Kogut language
Kokogut compiler
Copyright © 2004-2005 by
Marcin
'Qrczak' Kowalczyk
(qrczak@knm.org.pl)
Permission is granted to copy, distribute and/or modify this
document under the terms of the
GNU Free
Documentation License, Version 1.2 or any later version
published by the Free Software Foundation; with no Invariant
Sections, no Front-Cover Texts, and no Back-Cover Texts.
A copy of the license is included
here.
The Kogut Programming Language
Kogut is an experimental programming language which supports
impurely functional programming and a non-traditional flavor of
object-oriented programming. Its semantics is most similar to
Scheme or Dylan, but the syntax looks more like ML or Ruby.
The name “Kogut” means “Rooster”
(“Cock”) in Polish and is pronounced like
[KOH-goot].
The paradigm
-
The language is dynamically typed: consistent usage of types
is not enforced statically.
-
The language is mostly functional: object contents and
name bindings are immutable by default. You can request a
variable binding explicitly. The standard library includes
both immutable and mutable collections, with most important
compound types (lists, strings, tuples) being immutable.
-
The language doesn’t prevent arbitrary side effects from
occurring during evaluation of an expression (it’s not
purely functional) and the evaluation order is deterministic.
It’s not purely functional.
-
Objects are deallocated implicitly when no longer referenced
(garbage collection).
Names, definitions and scopes
-
The language is lexically scoped: an occurrence of a name
refers to a definition determined statically from program
source, not dynamically by control flow.
-
The same syntax and semantics of definitions is used globally
in a module scope, locally in a function, and for specifying
the fields of an object.
-
There is a single namespace: each identifier in a given scope
has one meaning, independent of the context of usage.
-
Definitions are evaluated and names are defined in the order
the definitions are written. Expressions may refer to names
defined above or below, as long as names defined below are
used only inside functions which are not called before the
names are defined.
Errors
-
There is no undefined behavior (an error can’t trash
memory nor make the processor execute unpredictable code),
and there is a little unspecified behavior. The meaning of a
program is almost deterministic. In particular strings and
lists are immutable, so they can be freely shared without
problems with modifying literals.
-
On errors generally exceptions are thrown, instead of implicit
conversion of an argument to another type, returning a null or
unspecified value, ignoring excess arguments, or guessing what
the programmer could possibly mean. In particular a condition
must be either
True or False, and
trying to get a non-existent element of a collection throws
an exception.
Execution
-
An object conceptually consists of three parts:
-
behavior, which is how it reacts to application to
arguments,
-
type, a tag which helps to identify behavioral protocols
it uses,
-
and sometimes some hidden type-specific magic.
-
A function (or generally any object) takes a list of
arguments and either returns a single result or throws
an exception. Keyword parameters and multiple results are
simulated in terms of this model.
-
Tail calls are properly implemented: before execution of a
tail call, the memory which was implicitly allocated for the
caller’s execution state is dealloated.
Miscellaneous issues with functions
-
Data objects are primarily used by applying functions to them,
rather than by sending them some messages. Objects themselves
are applied only to access their core functionality, e.g. to
access fields of a record.
-
In case of a generic interface common to several types with
different implementations, the functions specified by the
interface are realized by generic functions, which dispatch
their implementation on the types of arguments. In particular
many operators are generic functions.
-
New objects are constructed by applying functions which are
designed to return new objects, rather than by using some
distinct syntactic notion of constructors.
-
There is a single most important equality operator
==, which generally compares values of immutable
objects and identity of mutable objects, and can also be
defined manually for particular types.
-
The comparison used for sorting, for dictionary lookup, and
the corresponding hash function, are generally specified once
per type, not once per sorting operation or once per dictionary.
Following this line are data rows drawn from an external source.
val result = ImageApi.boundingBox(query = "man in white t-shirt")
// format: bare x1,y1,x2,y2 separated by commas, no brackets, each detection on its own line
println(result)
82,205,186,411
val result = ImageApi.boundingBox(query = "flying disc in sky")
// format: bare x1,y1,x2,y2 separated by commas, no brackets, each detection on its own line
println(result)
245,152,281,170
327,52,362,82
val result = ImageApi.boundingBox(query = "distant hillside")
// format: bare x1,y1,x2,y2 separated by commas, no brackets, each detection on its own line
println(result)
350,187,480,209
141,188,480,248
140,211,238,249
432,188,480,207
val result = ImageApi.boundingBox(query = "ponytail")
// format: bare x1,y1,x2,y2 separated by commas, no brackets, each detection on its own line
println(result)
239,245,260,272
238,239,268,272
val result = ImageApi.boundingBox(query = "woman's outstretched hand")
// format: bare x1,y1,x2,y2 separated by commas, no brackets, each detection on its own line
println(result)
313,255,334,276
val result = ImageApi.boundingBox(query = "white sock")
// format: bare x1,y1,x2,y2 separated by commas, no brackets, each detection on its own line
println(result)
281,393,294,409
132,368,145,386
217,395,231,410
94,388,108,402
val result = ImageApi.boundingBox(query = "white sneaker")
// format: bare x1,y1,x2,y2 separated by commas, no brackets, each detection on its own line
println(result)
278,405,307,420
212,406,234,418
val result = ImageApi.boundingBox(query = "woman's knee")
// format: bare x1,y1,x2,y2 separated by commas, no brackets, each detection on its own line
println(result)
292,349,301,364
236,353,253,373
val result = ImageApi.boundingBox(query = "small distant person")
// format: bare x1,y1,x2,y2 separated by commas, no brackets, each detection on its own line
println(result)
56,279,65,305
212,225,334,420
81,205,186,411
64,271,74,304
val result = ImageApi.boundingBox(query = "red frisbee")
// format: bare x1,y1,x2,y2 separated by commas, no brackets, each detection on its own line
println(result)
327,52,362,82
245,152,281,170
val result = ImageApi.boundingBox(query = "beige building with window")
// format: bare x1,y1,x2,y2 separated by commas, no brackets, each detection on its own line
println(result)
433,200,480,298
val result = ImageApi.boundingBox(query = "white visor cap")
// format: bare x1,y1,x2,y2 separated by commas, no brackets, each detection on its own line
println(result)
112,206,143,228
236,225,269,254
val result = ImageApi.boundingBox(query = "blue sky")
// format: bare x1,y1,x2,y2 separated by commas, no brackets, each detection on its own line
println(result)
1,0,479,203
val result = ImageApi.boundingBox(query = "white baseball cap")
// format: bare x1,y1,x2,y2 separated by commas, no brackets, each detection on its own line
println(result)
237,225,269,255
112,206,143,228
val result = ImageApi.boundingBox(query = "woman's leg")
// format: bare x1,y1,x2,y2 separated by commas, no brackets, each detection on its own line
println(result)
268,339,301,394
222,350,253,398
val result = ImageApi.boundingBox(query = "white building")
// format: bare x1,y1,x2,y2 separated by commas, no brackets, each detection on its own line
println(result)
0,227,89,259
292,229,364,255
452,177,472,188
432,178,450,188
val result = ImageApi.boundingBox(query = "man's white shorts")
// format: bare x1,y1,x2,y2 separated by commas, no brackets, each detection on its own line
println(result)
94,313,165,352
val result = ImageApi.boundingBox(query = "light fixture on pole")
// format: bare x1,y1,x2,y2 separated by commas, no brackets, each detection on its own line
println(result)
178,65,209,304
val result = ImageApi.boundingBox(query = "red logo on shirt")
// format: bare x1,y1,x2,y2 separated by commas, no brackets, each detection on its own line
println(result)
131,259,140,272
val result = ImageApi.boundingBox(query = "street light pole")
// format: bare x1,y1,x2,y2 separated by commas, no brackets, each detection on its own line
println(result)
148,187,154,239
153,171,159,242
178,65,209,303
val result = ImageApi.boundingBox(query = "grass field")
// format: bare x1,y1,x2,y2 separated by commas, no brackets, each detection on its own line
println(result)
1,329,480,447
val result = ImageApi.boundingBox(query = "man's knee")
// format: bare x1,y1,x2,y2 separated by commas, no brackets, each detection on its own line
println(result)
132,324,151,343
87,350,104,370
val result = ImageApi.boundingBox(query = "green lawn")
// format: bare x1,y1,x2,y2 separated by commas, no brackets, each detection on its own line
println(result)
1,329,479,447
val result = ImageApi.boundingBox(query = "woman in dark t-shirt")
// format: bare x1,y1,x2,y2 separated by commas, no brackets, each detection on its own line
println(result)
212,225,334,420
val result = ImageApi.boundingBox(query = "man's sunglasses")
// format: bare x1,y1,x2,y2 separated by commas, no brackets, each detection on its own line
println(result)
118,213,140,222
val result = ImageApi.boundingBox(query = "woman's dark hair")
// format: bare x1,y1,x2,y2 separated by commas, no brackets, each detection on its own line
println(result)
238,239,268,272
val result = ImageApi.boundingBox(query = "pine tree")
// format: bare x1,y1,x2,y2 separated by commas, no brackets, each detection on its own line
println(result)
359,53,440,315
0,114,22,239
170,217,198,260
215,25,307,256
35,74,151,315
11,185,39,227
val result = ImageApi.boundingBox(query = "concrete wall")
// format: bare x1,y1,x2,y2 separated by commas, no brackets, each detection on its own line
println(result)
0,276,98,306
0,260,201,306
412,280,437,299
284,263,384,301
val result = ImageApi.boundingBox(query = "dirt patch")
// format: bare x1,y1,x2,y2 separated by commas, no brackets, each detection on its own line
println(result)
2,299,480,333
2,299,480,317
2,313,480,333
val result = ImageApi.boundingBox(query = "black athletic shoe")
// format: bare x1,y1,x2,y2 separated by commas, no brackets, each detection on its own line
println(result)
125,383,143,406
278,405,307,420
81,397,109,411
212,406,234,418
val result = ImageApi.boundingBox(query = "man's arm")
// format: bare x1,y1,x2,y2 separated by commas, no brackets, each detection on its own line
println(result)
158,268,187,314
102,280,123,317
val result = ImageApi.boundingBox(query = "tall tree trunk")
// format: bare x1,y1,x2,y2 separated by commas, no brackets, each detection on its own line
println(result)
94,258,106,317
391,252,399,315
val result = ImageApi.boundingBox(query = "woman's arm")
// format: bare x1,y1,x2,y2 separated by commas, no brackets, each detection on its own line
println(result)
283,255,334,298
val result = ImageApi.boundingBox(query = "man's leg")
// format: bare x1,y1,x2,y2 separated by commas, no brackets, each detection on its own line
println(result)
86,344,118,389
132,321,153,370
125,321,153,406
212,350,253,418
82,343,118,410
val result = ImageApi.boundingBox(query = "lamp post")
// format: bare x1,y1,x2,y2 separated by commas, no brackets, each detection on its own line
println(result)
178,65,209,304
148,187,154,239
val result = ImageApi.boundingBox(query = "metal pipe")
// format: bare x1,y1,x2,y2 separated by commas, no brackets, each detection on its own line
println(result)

Instead, these operations take a transformation function which
extracts or transforms the part of the key used for comparison.
-
Locking and unlocking synchronization objects, blocking and
unblocking asynchronous signals, changing values of dynamic
variables (usually), installing signal handlers (usually)
are done for the duration of execution of given code, not as
a permanent effect of an imperative operation.
Syntax
-
Names are case-sensitive.
-
Function application is denoted by separating the function
from the arguments and the arguments from one another with
spaces, but functions are not curried; all arguments are
passed at once and the function can determine how many of
them were given.
-
Breaking of program text into lines and indentation are
insignificant. Definitions and statements are separated
by semicolons.
-
Mutable variables are first-class objects. The meaning of
accessing particular variables or accessing fields of an
object can be programmed.
-
The set of operators with their priorities is fixed, which
makes possible to parse a module independently of the contents
of other modules. You can make your own binary operators
from ordinary names with a fixed priority (they look like
%Foo or Foo%).
-
The only keyword is the underscore. Other identifier-like
names which are used in core syntactic constructs are macros,
and these names can be redefined.
-
Parentheses
() are used for grouping
subexpressions and subpatterns. Brackets [] are
used for making and matching lists. Braces {}
are used for delimiting other parts of the syntax (function
bodies, if and case branches,
object definitions etc.).
Conventions
-
Most global names are written
LikeThis, except
type names which are LIKE_THIS (because they
often coexist with a function or constant of similar name)
and names or important macros like let and
if. Local names and field names are usually
written likeThis.
-
In the author’s opinion the indentation width of
3 spaces looks nice. Since the standard tab width, 8, is
not even divisible by 3, tabs are better avoided. Using a
non-standard tab width would be evil.